Incomparably the most grievous disaster met with by the Entente during the progress of the Great War was the Russian Revolution of March 1917. All the other mishaps, great and small, which the Allies had to deplore—the occupation of Belgium and of wide areas of France by German hosts at the very outset, the collapse of the Emperor Nicholas's legions in Poland in 1915, the Dardanelles failure, Bulgaria's accession to the ranks of our enemies and the resultant overthrow of Serbia, the fall of Kut, Roumania's unhappy experience—sink into insignificance compared with the downfall of the Romanoffs and what that downfall led to.

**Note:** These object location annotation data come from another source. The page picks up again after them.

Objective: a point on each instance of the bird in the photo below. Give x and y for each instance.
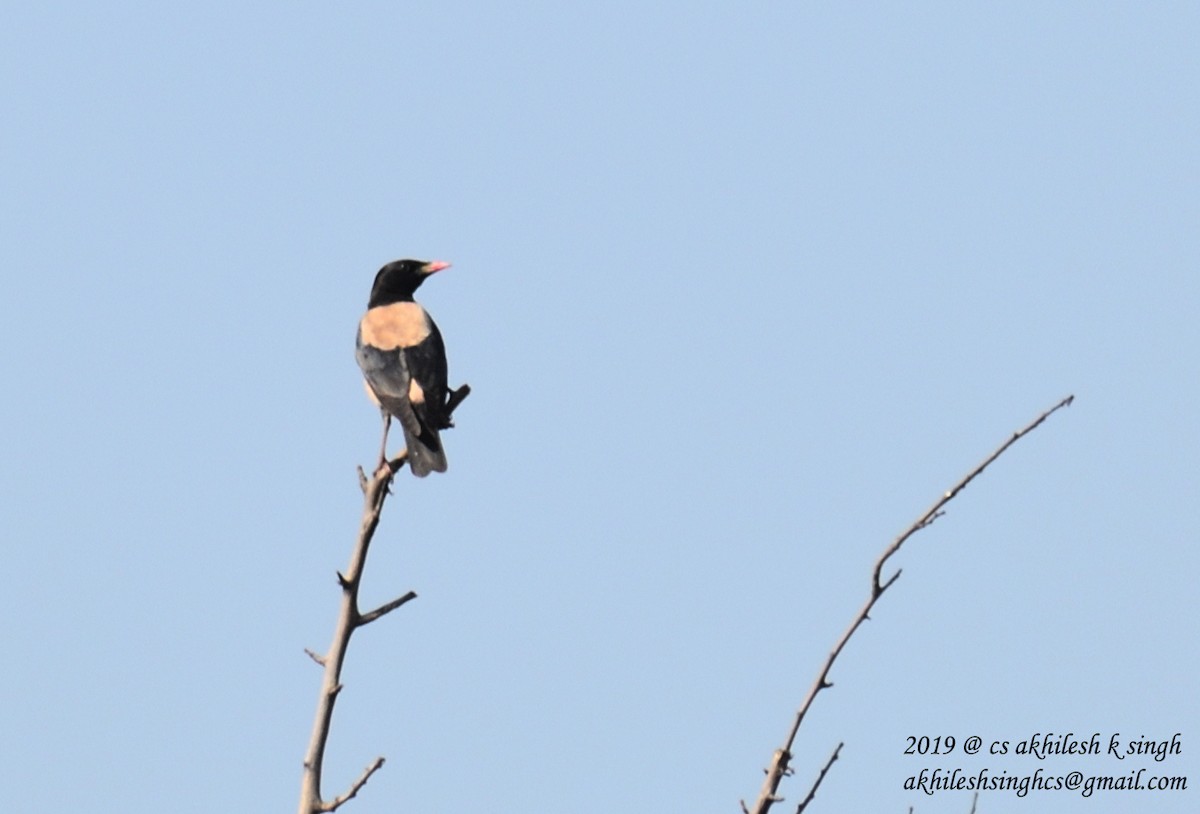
(403, 361)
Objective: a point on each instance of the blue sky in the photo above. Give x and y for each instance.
(741, 288)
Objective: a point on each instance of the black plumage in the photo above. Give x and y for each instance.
(403, 360)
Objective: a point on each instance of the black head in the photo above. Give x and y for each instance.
(399, 280)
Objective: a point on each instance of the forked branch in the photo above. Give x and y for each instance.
(375, 491)
(780, 761)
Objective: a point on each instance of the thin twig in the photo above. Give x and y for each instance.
(375, 491)
(382, 610)
(779, 764)
(813, 791)
(333, 804)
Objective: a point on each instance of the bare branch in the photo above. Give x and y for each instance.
(375, 494)
(382, 610)
(813, 791)
(779, 764)
(935, 510)
(333, 804)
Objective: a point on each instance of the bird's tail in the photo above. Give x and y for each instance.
(425, 453)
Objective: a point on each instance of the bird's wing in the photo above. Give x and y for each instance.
(387, 375)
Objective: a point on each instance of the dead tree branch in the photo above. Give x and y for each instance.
(780, 760)
(349, 618)
(813, 791)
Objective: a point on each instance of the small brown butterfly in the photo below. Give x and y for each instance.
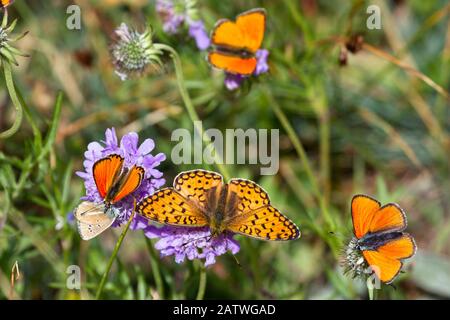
(200, 198)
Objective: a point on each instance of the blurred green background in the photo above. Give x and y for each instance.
(370, 126)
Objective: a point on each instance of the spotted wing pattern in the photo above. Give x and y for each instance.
(248, 212)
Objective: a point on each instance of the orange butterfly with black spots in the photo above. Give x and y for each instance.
(379, 238)
(236, 42)
(114, 182)
(5, 3)
(200, 198)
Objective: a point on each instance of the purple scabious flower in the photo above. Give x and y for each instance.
(172, 20)
(133, 154)
(189, 242)
(176, 14)
(198, 32)
(234, 81)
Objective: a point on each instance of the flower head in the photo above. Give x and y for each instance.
(176, 14)
(8, 53)
(133, 52)
(133, 154)
(189, 243)
(353, 261)
(234, 81)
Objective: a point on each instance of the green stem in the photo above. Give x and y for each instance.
(155, 268)
(201, 284)
(306, 165)
(113, 257)
(13, 94)
(190, 106)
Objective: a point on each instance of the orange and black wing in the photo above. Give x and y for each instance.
(106, 171)
(5, 3)
(363, 210)
(388, 217)
(232, 63)
(246, 33)
(167, 206)
(369, 216)
(386, 261)
(130, 184)
(201, 187)
(252, 24)
(248, 212)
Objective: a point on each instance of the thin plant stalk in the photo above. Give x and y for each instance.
(306, 166)
(190, 106)
(155, 268)
(201, 284)
(15, 100)
(113, 257)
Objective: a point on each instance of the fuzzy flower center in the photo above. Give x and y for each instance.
(3, 37)
(354, 261)
(133, 52)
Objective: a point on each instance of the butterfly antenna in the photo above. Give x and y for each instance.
(98, 206)
(236, 260)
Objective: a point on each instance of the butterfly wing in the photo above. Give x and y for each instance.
(386, 261)
(252, 24)
(246, 33)
(167, 206)
(227, 34)
(265, 223)
(201, 187)
(5, 3)
(106, 171)
(232, 63)
(389, 217)
(248, 212)
(131, 183)
(363, 210)
(369, 216)
(92, 219)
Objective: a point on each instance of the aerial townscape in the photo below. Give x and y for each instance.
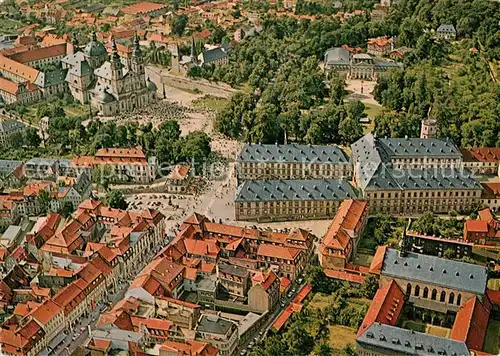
(250, 177)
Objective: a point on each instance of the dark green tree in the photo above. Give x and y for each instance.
(115, 199)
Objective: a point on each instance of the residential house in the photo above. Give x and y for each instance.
(340, 241)
(219, 332)
(9, 128)
(264, 295)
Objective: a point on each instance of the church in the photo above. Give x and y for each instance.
(105, 82)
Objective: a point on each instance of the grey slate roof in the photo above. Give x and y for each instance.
(7, 126)
(81, 69)
(446, 28)
(372, 159)
(418, 147)
(429, 178)
(53, 77)
(399, 341)
(435, 271)
(284, 190)
(232, 269)
(214, 324)
(292, 153)
(104, 71)
(337, 55)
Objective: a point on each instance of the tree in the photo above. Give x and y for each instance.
(66, 209)
(369, 286)
(350, 130)
(299, 341)
(115, 199)
(349, 350)
(449, 254)
(179, 24)
(43, 199)
(102, 175)
(320, 282)
(31, 138)
(16, 139)
(195, 149)
(323, 350)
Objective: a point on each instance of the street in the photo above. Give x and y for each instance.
(79, 334)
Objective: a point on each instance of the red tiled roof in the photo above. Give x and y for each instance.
(284, 283)
(142, 8)
(491, 190)
(56, 50)
(378, 260)
(471, 323)
(194, 348)
(345, 276)
(285, 253)
(302, 294)
(46, 312)
(346, 221)
(99, 344)
(481, 154)
(476, 226)
(380, 41)
(27, 73)
(285, 315)
(494, 296)
(179, 172)
(385, 307)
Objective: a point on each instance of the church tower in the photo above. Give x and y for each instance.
(194, 57)
(116, 63)
(137, 62)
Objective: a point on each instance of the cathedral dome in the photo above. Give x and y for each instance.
(151, 86)
(105, 97)
(94, 48)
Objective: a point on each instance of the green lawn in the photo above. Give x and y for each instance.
(8, 26)
(372, 110)
(320, 301)
(492, 341)
(340, 337)
(211, 102)
(363, 259)
(494, 284)
(358, 303)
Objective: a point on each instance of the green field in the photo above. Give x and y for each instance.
(340, 337)
(8, 26)
(320, 301)
(494, 284)
(492, 341)
(211, 102)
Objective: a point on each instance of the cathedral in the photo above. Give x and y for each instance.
(109, 85)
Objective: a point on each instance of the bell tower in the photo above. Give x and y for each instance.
(137, 62)
(116, 63)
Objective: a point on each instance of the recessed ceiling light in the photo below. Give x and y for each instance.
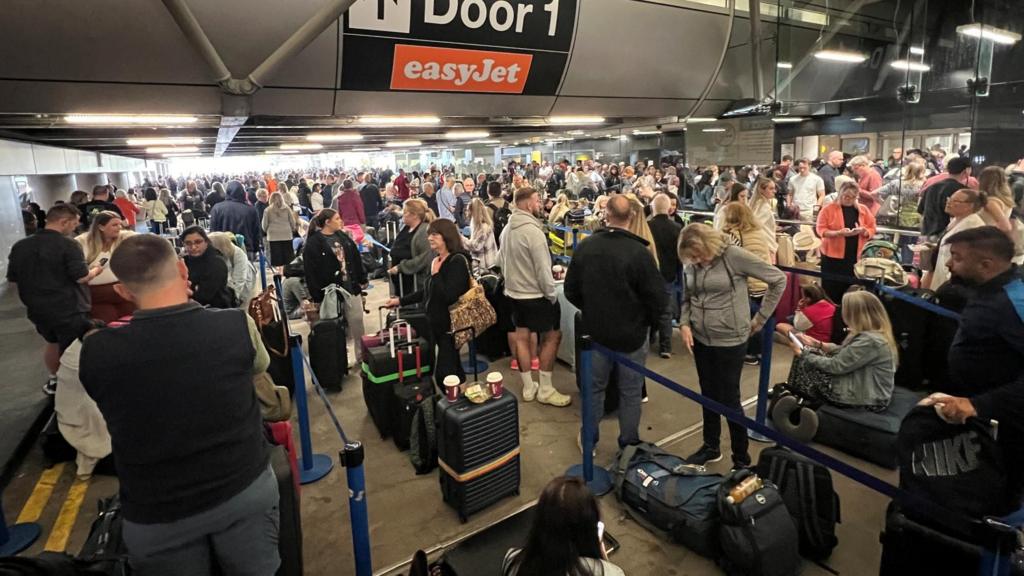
(302, 147)
(989, 33)
(168, 140)
(399, 120)
(171, 149)
(911, 66)
(574, 120)
(334, 136)
(466, 134)
(115, 119)
(846, 56)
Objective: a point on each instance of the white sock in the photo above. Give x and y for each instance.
(527, 380)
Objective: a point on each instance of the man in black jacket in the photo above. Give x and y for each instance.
(175, 386)
(986, 359)
(612, 279)
(666, 233)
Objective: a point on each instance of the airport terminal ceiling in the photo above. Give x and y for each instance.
(488, 72)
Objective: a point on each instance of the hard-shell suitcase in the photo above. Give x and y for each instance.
(329, 353)
(408, 396)
(478, 452)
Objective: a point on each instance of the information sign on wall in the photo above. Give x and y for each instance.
(483, 46)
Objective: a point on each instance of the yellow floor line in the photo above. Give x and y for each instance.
(57, 541)
(40, 494)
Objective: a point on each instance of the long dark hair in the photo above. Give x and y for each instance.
(564, 530)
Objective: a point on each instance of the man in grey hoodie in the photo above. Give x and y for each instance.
(529, 286)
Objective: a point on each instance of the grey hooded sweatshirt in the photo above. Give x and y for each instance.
(525, 259)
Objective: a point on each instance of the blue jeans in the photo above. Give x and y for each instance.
(630, 395)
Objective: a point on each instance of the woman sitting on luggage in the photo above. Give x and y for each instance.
(858, 373)
(450, 278)
(241, 275)
(207, 270)
(411, 253)
(814, 316)
(105, 233)
(563, 539)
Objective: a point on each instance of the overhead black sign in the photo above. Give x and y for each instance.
(489, 46)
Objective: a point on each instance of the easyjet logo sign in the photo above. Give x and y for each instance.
(456, 70)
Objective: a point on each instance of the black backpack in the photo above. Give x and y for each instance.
(758, 536)
(807, 490)
(667, 495)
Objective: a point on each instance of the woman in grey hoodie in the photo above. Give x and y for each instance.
(716, 323)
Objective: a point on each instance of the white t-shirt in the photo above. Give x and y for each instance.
(805, 192)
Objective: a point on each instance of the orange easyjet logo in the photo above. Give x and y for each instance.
(456, 70)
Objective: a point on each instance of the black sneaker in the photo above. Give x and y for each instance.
(706, 455)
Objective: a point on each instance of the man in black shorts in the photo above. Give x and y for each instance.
(51, 276)
(530, 287)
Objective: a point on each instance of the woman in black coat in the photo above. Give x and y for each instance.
(330, 256)
(449, 279)
(207, 270)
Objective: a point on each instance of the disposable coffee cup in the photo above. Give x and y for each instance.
(452, 387)
(496, 384)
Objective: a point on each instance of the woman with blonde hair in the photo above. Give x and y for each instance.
(104, 235)
(862, 369)
(280, 224)
(241, 276)
(715, 324)
(481, 244)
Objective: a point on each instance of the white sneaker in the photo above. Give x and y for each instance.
(555, 398)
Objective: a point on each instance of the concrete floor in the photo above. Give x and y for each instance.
(407, 511)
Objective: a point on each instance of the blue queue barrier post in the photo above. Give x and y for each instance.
(311, 466)
(262, 270)
(598, 479)
(767, 333)
(351, 459)
(16, 537)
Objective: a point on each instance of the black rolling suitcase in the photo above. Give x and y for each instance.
(329, 353)
(290, 534)
(408, 396)
(478, 452)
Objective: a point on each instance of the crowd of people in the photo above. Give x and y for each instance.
(154, 282)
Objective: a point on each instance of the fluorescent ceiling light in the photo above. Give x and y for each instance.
(171, 149)
(115, 119)
(302, 147)
(573, 120)
(399, 120)
(167, 141)
(466, 134)
(846, 56)
(911, 66)
(989, 33)
(334, 137)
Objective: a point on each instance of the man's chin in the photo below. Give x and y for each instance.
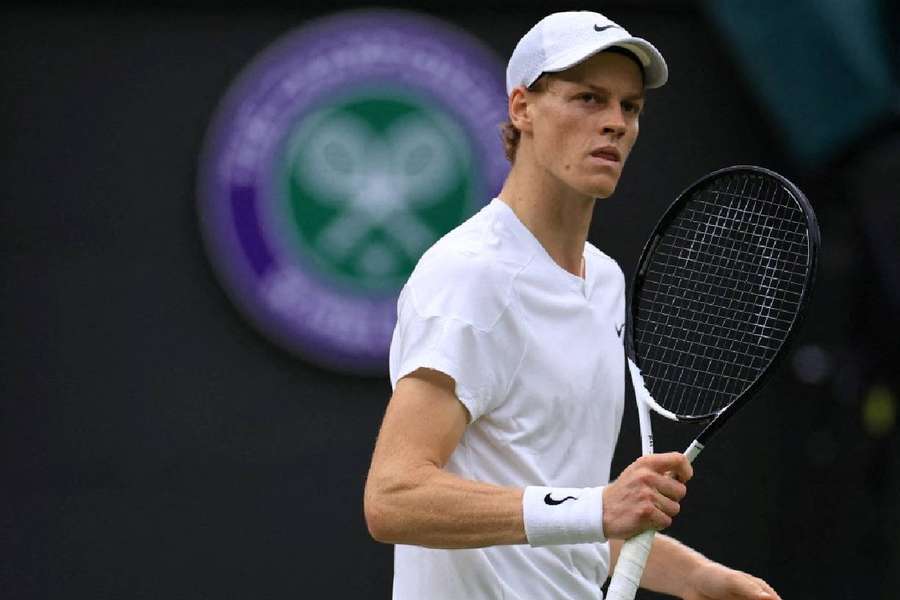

Had the cataclysmic upheaval in Russia been averted, or at least been delayed until hostilities were at an end, the war would have been brought to a successful conclusion before the close of the year 1917. Much loss of life would have been saved. The European belligerents, one and all and whichever side they fought on during the contest, would be in an incomparably less anxious economic position than they actually are in to-day. The Eastern Hemisphere would have settled its own affairs without intervention, other than naval and financial, from the farther side of the Atlantic. Peace would in consequence have been concluded within a very few months of the cessation of hostilities, instead of negotiations starting on a preposterous basis and being protracted for more than a year.